Other components of the u-PA system, namely u-PAR and PAI-1, promote tumour progression (Duffy, 2002; Sidenius and Blasi, 2003). Expression of u-PAR and PAI-1 by stromal and cellular tumour components are substantially increased by proinflammatory cytokines in vitro and sepsis significantly increases serum PAI-1 levels (Robbie et al, 2000; Abraham et al, 2003). Thus, although this study focused on u-PA and its inhibition, other elements of this cascade are also possibly involved and warrant further investigation. Development of selective synthetic inhibitors of the aforementioned molecules and deployment in the perioperative period signifies an original therapeutic modality.

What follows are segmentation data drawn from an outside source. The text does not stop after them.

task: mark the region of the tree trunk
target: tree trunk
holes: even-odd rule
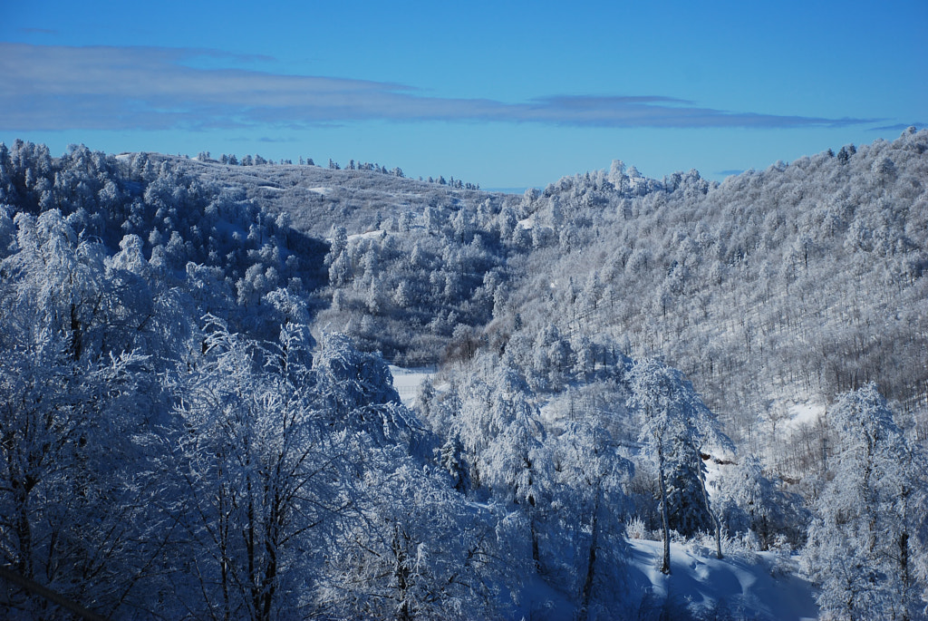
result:
[[[658,443],[657,471],[661,484],[661,528],[664,532],[664,561],[661,563],[661,573],[670,574],[670,520],[667,517],[667,483],[664,476],[664,446]]]
[[[593,578],[596,576],[596,549],[599,546],[599,490],[597,485],[596,501],[593,504],[593,519],[590,520],[589,557],[586,561],[586,579],[583,585],[579,621],[586,621],[589,614],[589,601],[593,595]]]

In conclusion, proinflammatory cytokines increase u-PA expression and activity in vitro resulting in enhanced u-PA-mediated extracellular matrix invasion, which is partially ameliorated by u-PA inhibition using the novel agent WXC-340. In two models of surgery-induced accelerated metastatic tumour growth, WXC-340 significantly reduced metastatic burden suggesting that the u-PA cascade is a valid target in the perioperative period.